Here is Tony Mudd’s comment on CDC, I am very pleased that this kind of comment is coming up , it helps me think about what matters to ordinary people and how value for money is delivered as they see “fair”.

For a lot of advisers there is a worry that not just will people get financially injured but that the reputation of financial services could get damaged.

Over 40 years ago, when I started advising people, we had SERPS and if you were employed you were in unless you were contracted out, Over time more contracted out than stayed in and eventually SERPS (S2P at the end) could be closed down. Now only a few older people feel SERPS in their old age pensions.

Actually SERPS was not bad but it was never understood and consequently it was easy to undermined with COMPS and APPIs and today we have moved to an alternative – the workplace pension that pays a pot but not a pension, We have found something which generally pleases people but it doesn’t do what it says it does – pay a pension.

We are moving towards SERPS again – CDC and “flex and fix” will provide regular income and probably “real” income that grows with inflation (like SERPS). But I suspect that many people will want level pensions (they show they choose that when buying annuities).
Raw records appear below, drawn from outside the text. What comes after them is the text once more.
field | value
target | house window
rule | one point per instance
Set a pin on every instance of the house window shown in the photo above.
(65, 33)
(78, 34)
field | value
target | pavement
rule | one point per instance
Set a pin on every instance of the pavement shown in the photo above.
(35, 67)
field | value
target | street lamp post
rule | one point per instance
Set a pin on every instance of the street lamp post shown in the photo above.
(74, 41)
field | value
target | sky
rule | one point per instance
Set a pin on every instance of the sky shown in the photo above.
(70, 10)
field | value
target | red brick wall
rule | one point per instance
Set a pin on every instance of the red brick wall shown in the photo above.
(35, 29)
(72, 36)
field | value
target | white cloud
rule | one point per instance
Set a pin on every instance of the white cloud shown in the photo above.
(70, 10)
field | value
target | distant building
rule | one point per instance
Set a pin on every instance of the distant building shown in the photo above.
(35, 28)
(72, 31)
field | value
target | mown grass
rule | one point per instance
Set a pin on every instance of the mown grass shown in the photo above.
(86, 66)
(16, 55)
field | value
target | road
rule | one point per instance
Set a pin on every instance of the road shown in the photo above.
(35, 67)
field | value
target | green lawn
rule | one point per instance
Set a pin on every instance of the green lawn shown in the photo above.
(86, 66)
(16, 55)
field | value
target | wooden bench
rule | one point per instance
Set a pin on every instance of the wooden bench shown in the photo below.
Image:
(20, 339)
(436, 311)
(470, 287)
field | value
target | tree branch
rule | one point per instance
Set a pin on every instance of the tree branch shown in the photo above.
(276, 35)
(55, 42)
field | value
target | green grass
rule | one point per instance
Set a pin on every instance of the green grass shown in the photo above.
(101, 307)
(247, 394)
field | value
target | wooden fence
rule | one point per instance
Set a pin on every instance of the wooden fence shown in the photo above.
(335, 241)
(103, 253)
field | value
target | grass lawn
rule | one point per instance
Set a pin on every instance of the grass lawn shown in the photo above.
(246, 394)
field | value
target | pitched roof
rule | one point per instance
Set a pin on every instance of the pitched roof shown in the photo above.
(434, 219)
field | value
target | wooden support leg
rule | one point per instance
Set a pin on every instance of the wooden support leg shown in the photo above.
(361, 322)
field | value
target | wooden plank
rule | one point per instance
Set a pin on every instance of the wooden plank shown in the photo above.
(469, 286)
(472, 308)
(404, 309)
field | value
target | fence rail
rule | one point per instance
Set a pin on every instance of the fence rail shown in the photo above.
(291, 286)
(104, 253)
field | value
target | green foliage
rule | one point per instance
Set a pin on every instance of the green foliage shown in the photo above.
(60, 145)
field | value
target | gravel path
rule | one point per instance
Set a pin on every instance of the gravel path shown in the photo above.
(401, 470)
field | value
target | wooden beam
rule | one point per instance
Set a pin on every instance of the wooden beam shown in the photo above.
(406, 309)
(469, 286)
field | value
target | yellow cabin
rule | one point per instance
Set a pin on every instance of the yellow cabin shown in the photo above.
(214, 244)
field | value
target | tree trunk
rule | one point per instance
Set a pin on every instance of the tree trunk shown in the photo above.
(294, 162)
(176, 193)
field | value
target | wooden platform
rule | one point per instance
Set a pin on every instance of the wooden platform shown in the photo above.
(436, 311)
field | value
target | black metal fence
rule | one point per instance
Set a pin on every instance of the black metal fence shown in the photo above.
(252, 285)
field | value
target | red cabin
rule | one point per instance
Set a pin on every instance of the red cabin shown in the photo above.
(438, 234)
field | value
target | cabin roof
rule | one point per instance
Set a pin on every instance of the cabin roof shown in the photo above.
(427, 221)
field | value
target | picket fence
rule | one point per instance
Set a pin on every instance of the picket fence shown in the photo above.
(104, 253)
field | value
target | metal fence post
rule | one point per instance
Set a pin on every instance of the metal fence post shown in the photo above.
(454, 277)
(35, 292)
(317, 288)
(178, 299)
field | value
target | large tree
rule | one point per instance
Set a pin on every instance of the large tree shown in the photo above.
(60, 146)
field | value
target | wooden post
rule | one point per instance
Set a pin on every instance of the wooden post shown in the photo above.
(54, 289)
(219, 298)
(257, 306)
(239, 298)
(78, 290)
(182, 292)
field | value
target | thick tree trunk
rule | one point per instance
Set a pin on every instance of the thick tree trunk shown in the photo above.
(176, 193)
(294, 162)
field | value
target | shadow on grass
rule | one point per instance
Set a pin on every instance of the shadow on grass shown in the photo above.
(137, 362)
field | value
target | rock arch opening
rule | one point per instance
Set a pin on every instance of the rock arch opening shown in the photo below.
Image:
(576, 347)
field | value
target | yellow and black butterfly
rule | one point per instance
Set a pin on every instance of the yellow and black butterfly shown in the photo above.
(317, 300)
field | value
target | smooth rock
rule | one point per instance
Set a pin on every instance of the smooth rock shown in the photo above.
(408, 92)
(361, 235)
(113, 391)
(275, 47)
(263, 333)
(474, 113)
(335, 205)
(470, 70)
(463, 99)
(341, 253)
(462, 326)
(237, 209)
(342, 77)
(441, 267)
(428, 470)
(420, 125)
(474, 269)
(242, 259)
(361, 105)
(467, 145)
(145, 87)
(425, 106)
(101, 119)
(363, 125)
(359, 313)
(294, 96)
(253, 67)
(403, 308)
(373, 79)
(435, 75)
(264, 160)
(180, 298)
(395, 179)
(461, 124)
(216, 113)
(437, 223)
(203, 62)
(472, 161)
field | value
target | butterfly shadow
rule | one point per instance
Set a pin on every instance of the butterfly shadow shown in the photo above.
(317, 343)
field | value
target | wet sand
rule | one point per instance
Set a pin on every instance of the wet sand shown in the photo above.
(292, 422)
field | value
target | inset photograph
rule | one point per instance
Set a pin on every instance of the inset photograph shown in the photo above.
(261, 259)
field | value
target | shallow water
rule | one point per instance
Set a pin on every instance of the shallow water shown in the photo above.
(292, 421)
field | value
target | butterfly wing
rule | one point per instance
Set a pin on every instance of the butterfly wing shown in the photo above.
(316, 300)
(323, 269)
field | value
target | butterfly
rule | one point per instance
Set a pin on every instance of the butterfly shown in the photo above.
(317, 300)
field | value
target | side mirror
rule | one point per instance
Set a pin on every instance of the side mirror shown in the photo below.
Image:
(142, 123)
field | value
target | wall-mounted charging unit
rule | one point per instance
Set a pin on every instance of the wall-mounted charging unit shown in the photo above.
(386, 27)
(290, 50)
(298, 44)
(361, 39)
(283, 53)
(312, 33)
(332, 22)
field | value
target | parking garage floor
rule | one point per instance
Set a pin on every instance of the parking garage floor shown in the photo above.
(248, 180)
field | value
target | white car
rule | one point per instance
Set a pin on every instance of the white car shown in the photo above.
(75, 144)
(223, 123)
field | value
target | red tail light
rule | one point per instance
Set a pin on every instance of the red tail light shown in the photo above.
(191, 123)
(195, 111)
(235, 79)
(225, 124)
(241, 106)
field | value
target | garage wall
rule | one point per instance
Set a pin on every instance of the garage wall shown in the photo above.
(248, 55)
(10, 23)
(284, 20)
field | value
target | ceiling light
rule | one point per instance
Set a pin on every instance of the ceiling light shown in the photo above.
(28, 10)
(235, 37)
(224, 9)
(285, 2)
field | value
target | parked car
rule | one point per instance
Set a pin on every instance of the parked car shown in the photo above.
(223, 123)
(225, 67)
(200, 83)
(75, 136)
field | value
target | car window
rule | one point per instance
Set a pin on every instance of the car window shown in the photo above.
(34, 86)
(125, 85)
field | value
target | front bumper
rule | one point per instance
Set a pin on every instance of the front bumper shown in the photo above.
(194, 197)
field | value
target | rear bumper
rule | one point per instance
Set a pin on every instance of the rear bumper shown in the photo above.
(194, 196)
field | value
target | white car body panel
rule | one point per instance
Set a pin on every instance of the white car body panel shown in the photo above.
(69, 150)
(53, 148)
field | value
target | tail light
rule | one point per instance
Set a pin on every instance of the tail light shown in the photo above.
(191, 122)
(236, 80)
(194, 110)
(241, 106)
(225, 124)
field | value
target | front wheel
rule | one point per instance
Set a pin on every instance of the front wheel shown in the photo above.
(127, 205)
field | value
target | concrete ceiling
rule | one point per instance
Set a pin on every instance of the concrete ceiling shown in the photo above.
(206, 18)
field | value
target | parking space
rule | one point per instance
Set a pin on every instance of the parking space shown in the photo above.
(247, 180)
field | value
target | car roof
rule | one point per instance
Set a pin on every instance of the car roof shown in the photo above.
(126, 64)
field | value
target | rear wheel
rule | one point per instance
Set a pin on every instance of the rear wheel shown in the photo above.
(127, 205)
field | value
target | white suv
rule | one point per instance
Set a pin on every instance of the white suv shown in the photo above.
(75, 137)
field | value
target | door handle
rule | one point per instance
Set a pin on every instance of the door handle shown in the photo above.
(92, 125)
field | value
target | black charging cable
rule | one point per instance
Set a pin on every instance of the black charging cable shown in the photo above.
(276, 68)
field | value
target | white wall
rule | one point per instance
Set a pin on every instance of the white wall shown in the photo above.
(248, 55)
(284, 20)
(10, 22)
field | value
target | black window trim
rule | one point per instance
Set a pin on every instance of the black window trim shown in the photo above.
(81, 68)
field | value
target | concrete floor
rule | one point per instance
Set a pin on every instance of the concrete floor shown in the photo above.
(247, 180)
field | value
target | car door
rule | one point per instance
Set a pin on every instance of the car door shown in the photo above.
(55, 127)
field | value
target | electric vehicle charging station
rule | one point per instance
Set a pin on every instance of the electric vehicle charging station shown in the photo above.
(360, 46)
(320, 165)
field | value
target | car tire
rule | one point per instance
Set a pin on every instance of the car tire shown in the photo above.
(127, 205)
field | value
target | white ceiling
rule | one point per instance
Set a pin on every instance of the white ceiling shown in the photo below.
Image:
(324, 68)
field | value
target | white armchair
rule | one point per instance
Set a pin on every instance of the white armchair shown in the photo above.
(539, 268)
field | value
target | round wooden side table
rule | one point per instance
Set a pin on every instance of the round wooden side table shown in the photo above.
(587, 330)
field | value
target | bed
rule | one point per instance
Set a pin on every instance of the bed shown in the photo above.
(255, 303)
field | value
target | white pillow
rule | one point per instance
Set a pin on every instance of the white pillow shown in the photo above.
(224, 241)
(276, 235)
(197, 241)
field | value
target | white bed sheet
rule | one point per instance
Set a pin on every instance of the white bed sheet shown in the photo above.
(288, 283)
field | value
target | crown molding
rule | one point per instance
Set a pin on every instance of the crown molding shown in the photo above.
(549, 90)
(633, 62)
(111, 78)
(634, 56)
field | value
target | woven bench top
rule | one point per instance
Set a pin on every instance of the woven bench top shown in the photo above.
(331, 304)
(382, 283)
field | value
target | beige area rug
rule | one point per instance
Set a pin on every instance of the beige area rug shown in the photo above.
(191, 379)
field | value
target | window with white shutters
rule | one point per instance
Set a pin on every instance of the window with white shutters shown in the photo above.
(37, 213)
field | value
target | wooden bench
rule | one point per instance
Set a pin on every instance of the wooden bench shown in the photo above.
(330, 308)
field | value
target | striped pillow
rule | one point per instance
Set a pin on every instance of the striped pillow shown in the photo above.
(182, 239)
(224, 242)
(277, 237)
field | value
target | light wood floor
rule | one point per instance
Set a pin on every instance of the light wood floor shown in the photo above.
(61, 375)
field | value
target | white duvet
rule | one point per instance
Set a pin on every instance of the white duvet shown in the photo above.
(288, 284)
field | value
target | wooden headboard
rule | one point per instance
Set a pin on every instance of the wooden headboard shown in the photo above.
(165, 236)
So I do see opt-outs of CDC and often for good reasons, often because they are being advised and often it will work well for them. But my final point is this, the numbers of people who pay for advice (time and money) is a minority and the numbers who follow defaults in accumulation is high (over 90%  in many schemes). It is important we find a scheme that works well for most people and I suspect that CDC (both UMES and Retirement) will be more good for most than bad for a few.